Zeldin is in position to earn the New York GOP’s nomination at its convention next week and has the backing of almost every country chapter.
The convention, which follows the Democrats’ equivalent event in Manhattan last week, is expected to run from Monday to Tuesday in Garden City, Long Island. Nick Langworthy, chairman of the New York GOP, quickly endorsed Esposito on Wednesday, another signal of Zeldin’s strength.
But Giuliani, whose father was New York City’s mayor from 1994 to 2001, has the highest favorability rating with Republican voters, according to the Siena poll.
Forty-seven percent of Republicans viewed Giuliani favorably in the survey, compared with 27% for Zeldin. More Republicans had opinions on Giuliani, though. Twenty-one percent of Republicans viewed Astorino favorably, though most did not have an opinion.
Steven Greenberg, Siena’s pollster, said voters were responding to Giuliani’s last name.
“This race is wide open,” Greenberg said, adding a riff on a Yogi Berra-ism. “Even though it’s getting late, it’s still really early.”
With a mouth that roars like his dad’s but little political experience, Giuliani launched his campaign last May, saying that crime was his top priority and that he expected his Trump-loving father to play a major role in his campaign.
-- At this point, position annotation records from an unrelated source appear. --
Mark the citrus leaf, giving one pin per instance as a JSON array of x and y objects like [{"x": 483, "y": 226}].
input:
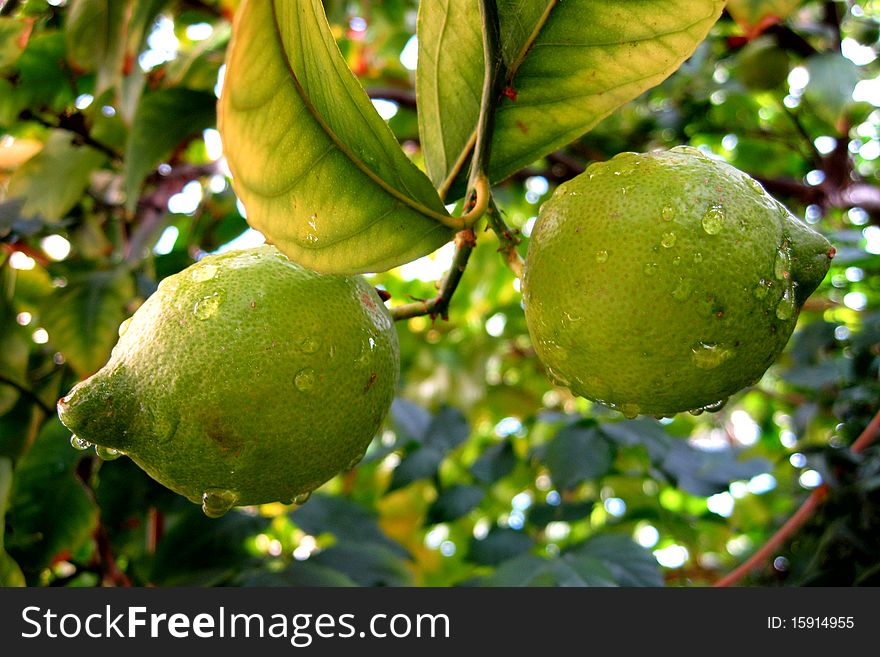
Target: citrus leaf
[
  {"x": 82, "y": 318},
  {"x": 629, "y": 563},
  {"x": 50, "y": 511},
  {"x": 756, "y": 15},
  {"x": 95, "y": 32},
  {"x": 10, "y": 573},
  {"x": 570, "y": 64},
  {"x": 162, "y": 121},
  {"x": 318, "y": 170},
  {"x": 449, "y": 80},
  {"x": 53, "y": 181}
]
The 36-year-old Giuliani was smacked with a flower pot while trying to break up a fight in Manhattan last month.
He has the support of Curtis Sliwa, the Republican nominee in New York City’s mayoral race last year, a potential boost downstate. But he could also irk liberal city voters with his unfounded claims that the 2020 presidential election results were unclear.
Astorino, the former Westchester County executive and onetime gubernatorial nominee, also launched his campaign last spring.
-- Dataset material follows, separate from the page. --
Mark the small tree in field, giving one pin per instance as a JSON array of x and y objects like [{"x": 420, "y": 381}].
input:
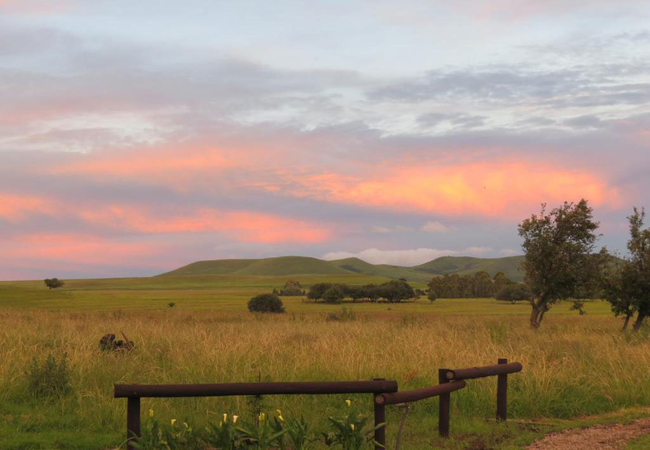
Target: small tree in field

Astorino, 54, speaks Spanish and recognizes Biden as the winner of the 2020 race. The former radio producer said he expects to appeal to a spectrum of voters with his focus on crime and the economy.
“I’m going to build coalitions,” Astorino said Wednesday afternoon. “You have to do that as a Republican in this state.”
Whoever wins the nomination will battle the Democrats’ more than two-to-one advantage in New York voters registered to their party.
“It is an uphill climb for any Republican,” Greenberg said. “Who knows what the mood of voters will be come November? But they have their work cut out for them.”